MINNEAPOLIS — Federal immigration agents fatally shot a 37-year-old man on Saturday, Jan. 24, 2026. Bystanders recorded the incident from several angles and shared the footage widely on social media.

This incident marks the second fatal shooting by federal officers in Minneapolis this month. In early January, a U.S. Immigration and Customs Enforcement (ICE) agent shot and killed a woman. Witnesses filmed that shooting, and those videos also spread quickly online.

Bystander videos often challenge early reports from officials. In these recent cases, the footage contradicted initial accounts provided by federal agents, making it harder for authorities to deny what was recorded.

The reach of these recordings has been massive. According to a YouGov poll, 70% of Americans have seen social media footage of the first fatal shooting involving a federal officer in early January.

On Jan. 14, 2026, Minnesota Governor Tim Walz asked residents to film federal immigration agents to document their actions. The governor said these videos would provide valuable evidence for future court cases.

A History of Bystander Recordings

These recent incidents follow a long history of videos changing how the public and the courts see police actions:

  • In 1991, a bystander used a handheld camera to film four LAPD officers beating Rodney King. When the officers were later found not guilty, it led to major riots in 1992.
  • In 2009, witnesses in Oakland used digital cameras and phones to record a transit officer fatally shooting 22-year-old Oscar Grant on a train platform.
  • In 2020, a bystander filmed the murder of George Floyd by Minneapolis officer Derek Chauvin. The footage sparked the global Black Lives Matter movement.
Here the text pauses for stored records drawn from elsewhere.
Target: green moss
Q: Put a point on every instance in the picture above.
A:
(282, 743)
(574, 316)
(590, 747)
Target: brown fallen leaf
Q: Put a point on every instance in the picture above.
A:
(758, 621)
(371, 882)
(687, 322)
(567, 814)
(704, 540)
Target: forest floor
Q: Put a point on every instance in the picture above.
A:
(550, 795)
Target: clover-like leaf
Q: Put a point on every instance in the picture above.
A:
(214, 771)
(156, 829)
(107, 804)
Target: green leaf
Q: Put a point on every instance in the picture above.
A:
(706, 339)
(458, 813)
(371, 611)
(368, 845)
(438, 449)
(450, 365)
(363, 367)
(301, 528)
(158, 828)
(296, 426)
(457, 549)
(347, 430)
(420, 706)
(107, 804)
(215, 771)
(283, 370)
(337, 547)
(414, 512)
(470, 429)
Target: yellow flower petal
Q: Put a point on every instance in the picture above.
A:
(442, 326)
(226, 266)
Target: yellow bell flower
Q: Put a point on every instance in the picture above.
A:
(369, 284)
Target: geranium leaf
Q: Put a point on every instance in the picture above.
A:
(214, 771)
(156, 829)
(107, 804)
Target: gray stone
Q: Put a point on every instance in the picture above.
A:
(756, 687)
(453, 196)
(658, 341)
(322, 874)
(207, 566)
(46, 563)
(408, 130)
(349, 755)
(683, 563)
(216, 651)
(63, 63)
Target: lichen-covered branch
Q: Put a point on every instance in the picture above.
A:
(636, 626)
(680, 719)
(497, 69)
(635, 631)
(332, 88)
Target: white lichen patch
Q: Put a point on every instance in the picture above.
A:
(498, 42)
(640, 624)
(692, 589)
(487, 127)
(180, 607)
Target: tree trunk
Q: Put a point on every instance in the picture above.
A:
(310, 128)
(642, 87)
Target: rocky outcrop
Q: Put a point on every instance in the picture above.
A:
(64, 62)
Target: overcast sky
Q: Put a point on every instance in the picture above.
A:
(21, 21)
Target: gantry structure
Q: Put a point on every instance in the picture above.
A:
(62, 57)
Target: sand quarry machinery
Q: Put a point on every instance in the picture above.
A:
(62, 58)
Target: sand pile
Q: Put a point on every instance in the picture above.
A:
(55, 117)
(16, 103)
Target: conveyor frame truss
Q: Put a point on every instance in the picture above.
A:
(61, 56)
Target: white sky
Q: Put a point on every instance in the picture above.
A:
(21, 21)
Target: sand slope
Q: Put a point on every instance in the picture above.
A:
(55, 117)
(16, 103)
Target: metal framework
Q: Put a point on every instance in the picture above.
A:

New Challenges in Deciding What Is Real

In the past, people often saw video as solid proof. However, Professor Dhavan Shah of the University of Wisconsin-Madison warned that artificial intelligence (AI) can now create "deepfakes." These are videos that look real but are actually fake, making it hard to know what to trust.

Media scholars, including Penn State University Professor Mary Beth Oliver, also noted that people no longer get their news from the same few sources. Instead of everyone watching the same TV news, many people now get different information from their own social media feeds.